CEO Sam Altman didn’t hold back, calling GPT-5 “the best model in the world.” Bold words, but TechCrunch’s Maxwell Zeff notes the truth is a bit more balanced — GPT-5 edges out Anthropic, Google DeepMind, and xAI in some benchmarks, but falls slightly behind in others.
Even so, the model shines in versatility, especially for coding tasks. Altman also pointed to a big selling point: pricing. As he put it on X: “Very happy with the pricing we are able to deliver!”
Here’s the breakdown: GPT-5’s API costs $1.25 per million input tokens and $10 per million output tokens, plus a tiny $0.125 fee per million cached tokens. That’s the same baseline Google charges for its Gemini 2.5 Pro — a favorite for coders — though Google bumps up rates for customers who send more than 200,000 prompts.
Compared to Anthropic’s Claude Opus 4.1, GPT-5 is a bargain. Claude starts at $15 for input and $75 for output per million tokens, though Anthropic does offer hefty discounts for caching and bulk requests. Claude still has a strong fan base among programmers, powering both its own Claude Code assistant and the coding tool Cursor — which, notably, added GPT-5 within minutes of launch.

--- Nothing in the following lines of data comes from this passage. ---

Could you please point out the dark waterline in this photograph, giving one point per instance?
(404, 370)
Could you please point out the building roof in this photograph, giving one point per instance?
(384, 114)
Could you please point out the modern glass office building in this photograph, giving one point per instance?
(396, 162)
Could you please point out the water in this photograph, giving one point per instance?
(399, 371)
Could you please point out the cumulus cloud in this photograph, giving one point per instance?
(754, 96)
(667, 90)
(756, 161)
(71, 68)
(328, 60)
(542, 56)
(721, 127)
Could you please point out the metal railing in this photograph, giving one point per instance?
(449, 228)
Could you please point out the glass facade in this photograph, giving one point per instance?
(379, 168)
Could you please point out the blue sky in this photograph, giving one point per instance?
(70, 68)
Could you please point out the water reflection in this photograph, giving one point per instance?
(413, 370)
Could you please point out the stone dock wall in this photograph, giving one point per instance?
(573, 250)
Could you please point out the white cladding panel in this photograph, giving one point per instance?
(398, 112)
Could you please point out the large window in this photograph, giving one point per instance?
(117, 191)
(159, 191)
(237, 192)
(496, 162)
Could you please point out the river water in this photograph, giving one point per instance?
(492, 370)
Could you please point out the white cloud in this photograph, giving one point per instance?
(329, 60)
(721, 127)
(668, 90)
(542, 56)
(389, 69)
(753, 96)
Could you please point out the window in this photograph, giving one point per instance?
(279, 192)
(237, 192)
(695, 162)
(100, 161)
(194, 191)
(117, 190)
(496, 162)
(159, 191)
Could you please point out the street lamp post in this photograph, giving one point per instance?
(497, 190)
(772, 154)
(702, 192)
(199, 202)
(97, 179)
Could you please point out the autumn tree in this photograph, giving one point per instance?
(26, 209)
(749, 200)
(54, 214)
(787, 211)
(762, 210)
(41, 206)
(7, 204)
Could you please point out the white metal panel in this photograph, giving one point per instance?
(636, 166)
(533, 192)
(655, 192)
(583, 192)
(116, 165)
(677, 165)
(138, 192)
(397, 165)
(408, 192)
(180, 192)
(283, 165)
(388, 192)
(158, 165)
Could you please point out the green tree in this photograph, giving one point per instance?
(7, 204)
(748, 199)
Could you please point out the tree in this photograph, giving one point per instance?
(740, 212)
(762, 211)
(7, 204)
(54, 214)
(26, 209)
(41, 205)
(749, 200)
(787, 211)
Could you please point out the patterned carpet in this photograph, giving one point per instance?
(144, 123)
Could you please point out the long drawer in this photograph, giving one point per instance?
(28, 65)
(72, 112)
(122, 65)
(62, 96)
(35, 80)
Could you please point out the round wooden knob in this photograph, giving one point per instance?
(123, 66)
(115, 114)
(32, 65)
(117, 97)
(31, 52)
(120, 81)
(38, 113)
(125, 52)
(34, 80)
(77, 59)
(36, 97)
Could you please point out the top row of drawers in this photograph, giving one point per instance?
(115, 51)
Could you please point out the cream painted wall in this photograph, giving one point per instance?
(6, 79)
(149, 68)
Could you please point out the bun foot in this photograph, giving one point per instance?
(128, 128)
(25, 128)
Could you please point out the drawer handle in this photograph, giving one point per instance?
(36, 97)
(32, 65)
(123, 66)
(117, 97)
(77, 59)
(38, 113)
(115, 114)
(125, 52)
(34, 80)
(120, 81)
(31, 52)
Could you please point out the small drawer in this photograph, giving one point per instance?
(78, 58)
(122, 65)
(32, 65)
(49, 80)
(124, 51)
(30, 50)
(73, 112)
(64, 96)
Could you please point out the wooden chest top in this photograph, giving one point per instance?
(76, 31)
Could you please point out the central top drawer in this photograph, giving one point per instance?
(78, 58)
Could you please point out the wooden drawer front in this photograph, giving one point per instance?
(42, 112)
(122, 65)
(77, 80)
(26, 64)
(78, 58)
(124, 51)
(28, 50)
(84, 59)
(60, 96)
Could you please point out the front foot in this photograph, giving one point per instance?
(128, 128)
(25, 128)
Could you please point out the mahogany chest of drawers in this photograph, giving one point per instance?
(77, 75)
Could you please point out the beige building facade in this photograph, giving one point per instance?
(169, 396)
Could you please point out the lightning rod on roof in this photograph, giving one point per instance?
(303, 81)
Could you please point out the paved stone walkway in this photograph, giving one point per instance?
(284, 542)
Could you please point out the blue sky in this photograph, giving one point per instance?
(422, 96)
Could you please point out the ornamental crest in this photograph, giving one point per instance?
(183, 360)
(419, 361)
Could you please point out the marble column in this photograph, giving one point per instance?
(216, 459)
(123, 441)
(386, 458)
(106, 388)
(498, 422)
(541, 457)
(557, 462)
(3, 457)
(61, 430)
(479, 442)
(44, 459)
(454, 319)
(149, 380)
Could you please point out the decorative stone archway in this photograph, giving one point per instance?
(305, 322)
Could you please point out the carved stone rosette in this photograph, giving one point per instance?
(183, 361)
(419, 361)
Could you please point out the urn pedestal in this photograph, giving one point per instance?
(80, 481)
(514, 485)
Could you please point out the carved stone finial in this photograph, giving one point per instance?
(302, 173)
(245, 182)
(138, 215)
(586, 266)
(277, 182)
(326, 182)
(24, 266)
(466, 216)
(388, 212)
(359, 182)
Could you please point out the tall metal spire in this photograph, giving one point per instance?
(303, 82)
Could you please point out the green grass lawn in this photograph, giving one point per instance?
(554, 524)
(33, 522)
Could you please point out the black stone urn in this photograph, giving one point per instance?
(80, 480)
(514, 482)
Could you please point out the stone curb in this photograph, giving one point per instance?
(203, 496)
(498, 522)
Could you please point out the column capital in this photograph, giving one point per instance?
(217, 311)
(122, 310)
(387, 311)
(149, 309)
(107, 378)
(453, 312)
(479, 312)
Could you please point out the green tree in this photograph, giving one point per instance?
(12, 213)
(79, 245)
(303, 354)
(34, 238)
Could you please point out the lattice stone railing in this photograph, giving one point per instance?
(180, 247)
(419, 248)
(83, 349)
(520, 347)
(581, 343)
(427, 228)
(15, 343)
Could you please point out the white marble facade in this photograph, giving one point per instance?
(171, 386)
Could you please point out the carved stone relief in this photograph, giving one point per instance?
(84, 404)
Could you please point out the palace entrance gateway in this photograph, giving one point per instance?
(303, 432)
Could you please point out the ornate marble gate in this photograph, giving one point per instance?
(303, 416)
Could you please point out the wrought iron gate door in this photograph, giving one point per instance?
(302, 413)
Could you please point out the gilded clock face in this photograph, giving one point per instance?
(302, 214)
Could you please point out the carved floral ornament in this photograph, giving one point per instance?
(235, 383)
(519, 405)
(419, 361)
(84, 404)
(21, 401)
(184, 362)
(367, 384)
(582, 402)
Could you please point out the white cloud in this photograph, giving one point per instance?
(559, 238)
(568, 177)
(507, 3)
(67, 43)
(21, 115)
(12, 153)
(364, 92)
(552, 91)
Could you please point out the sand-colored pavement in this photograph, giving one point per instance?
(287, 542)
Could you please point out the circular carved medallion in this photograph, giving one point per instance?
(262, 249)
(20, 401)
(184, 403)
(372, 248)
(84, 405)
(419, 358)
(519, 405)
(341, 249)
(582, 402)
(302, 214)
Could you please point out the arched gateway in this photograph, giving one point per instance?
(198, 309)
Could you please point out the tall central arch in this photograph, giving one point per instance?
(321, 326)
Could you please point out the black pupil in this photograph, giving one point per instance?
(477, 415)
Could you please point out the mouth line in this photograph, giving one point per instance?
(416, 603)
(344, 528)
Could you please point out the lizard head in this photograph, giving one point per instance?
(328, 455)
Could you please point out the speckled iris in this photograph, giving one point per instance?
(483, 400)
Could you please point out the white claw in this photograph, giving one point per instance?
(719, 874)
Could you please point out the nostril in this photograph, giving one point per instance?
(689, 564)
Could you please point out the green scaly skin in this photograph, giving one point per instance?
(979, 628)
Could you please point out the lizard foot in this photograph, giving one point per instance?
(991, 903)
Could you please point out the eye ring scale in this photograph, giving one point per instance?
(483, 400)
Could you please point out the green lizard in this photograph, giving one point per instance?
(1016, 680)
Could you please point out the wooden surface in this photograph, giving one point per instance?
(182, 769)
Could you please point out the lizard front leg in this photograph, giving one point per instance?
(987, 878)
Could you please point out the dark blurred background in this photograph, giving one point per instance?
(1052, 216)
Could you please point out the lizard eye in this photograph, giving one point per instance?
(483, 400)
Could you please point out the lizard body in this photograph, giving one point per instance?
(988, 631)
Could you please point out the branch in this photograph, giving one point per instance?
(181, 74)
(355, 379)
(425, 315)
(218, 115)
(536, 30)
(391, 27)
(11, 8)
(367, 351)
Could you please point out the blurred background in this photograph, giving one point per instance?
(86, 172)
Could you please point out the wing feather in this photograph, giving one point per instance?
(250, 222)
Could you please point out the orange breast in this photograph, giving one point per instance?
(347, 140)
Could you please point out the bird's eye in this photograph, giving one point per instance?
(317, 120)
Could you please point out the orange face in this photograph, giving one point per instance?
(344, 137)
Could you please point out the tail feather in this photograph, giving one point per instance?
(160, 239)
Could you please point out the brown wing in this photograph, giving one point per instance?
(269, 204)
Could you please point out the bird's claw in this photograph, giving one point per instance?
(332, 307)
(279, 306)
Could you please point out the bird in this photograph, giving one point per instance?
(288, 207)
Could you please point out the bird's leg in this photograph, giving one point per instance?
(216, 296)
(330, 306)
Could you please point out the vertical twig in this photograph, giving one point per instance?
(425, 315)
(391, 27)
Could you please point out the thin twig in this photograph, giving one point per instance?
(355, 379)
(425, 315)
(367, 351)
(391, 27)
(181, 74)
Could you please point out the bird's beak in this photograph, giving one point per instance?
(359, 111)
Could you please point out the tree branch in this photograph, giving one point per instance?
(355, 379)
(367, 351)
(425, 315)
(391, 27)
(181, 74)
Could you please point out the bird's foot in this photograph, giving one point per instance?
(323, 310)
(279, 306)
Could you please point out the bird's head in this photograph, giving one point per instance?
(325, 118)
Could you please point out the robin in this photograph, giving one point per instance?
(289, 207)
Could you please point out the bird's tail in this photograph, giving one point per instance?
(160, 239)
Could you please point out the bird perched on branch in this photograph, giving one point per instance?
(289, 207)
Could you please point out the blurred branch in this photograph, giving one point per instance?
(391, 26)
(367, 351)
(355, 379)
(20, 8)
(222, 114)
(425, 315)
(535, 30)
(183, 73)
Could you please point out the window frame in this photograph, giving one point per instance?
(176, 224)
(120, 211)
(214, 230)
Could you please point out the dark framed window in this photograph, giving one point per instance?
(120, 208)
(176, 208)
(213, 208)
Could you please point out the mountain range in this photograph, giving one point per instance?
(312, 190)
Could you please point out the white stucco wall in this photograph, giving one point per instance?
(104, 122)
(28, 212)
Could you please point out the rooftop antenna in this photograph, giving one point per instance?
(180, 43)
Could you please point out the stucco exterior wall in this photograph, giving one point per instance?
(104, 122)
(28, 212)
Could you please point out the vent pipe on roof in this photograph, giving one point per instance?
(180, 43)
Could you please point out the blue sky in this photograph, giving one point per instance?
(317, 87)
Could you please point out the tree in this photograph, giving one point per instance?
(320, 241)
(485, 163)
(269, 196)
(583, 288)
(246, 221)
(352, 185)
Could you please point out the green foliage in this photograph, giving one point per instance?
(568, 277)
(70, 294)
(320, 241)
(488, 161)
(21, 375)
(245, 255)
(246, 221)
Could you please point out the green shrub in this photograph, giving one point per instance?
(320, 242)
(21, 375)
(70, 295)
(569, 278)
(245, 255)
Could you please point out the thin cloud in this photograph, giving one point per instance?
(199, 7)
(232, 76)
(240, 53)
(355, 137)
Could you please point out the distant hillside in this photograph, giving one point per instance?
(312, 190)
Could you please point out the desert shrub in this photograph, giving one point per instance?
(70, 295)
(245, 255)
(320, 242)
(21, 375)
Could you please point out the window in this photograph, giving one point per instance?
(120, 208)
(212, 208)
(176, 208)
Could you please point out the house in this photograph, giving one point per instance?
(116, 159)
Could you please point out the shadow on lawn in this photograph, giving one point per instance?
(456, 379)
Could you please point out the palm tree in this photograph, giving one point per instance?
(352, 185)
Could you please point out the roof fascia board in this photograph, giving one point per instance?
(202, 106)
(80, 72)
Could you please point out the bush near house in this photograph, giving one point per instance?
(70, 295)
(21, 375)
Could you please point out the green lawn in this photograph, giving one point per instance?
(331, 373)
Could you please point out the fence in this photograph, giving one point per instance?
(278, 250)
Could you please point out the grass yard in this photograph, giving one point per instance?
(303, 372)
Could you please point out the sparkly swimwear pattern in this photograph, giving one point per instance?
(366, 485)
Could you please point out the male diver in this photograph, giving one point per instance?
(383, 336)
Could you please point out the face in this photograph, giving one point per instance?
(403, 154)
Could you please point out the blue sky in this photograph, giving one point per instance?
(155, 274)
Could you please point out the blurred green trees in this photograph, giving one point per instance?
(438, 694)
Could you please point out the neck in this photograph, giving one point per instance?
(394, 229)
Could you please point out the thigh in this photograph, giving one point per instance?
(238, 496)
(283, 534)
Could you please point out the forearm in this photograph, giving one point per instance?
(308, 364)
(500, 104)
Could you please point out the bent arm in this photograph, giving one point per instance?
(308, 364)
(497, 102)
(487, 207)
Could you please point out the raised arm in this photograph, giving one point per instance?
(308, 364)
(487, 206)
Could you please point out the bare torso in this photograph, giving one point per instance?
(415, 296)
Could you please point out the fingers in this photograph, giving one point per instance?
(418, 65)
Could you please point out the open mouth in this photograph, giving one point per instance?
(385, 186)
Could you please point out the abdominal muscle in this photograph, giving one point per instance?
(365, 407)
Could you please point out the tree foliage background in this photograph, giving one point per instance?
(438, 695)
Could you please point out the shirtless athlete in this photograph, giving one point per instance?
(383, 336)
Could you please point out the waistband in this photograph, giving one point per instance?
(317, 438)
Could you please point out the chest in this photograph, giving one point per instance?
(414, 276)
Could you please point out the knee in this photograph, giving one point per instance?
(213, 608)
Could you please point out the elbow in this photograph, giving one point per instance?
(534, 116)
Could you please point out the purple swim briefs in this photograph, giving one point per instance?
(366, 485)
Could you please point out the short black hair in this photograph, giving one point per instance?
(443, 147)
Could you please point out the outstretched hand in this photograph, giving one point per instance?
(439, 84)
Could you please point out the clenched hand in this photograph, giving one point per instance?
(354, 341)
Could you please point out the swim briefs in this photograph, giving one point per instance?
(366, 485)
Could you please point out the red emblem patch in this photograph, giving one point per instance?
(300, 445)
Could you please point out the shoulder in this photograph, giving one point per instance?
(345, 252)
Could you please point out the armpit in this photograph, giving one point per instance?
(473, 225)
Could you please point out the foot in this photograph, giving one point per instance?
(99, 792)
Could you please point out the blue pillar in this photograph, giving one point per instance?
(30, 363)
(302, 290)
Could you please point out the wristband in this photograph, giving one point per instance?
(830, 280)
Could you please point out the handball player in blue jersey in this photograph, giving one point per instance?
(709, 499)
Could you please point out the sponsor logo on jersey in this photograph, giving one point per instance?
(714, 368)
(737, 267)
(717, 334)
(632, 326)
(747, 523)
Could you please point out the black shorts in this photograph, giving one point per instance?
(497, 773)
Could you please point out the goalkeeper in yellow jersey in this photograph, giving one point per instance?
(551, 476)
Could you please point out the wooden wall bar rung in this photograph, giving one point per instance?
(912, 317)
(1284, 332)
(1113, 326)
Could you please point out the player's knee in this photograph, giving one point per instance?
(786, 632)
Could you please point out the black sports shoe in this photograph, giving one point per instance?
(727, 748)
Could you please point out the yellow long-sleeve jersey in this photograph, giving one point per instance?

Early-access developers are already praising the pricing. Simon Willison, featured in OpenAI’s launch video, called it “aggressively competitive.” Others, like HyperWrite’s Matt Shumer, are celebrating that GPT-5 is even cheaper than GPT-4o, saying “intelligence per dollar continues to increase.”
The buzz on X and Hacker News is similar — some are calling it a “pricing killer.” But the big question is: will Anthropic, Google, and others respond? If they do, we might be entering the long-rumored LLM price war.
A price war could be game-changing. Right now, many AI-powered app makers — especially “vibe-coding” tools — face shaky economics because of steep, unpredictable model fees. The same goes for countless AI startups. While everyone’s been hoping for a better price-to-performance ratio, the massive costs of AI infrastructure have made it seem like years away.
Consider this: OpenAI has a $30B/year deal with Oracle for capacity, but its annual revenue just hit $10B. Meta plans to pour up to $72B into AI infrastructure next year, and Alphabet is budgeting $85B. With investments that huge, prices usually move in one direction — up.
So while GPT-5’s launch is a big statement — and a strong nudge for lower prices across the industry — it’s still just one move. Whether it triggers a true market shift is something we’ll be watching closely.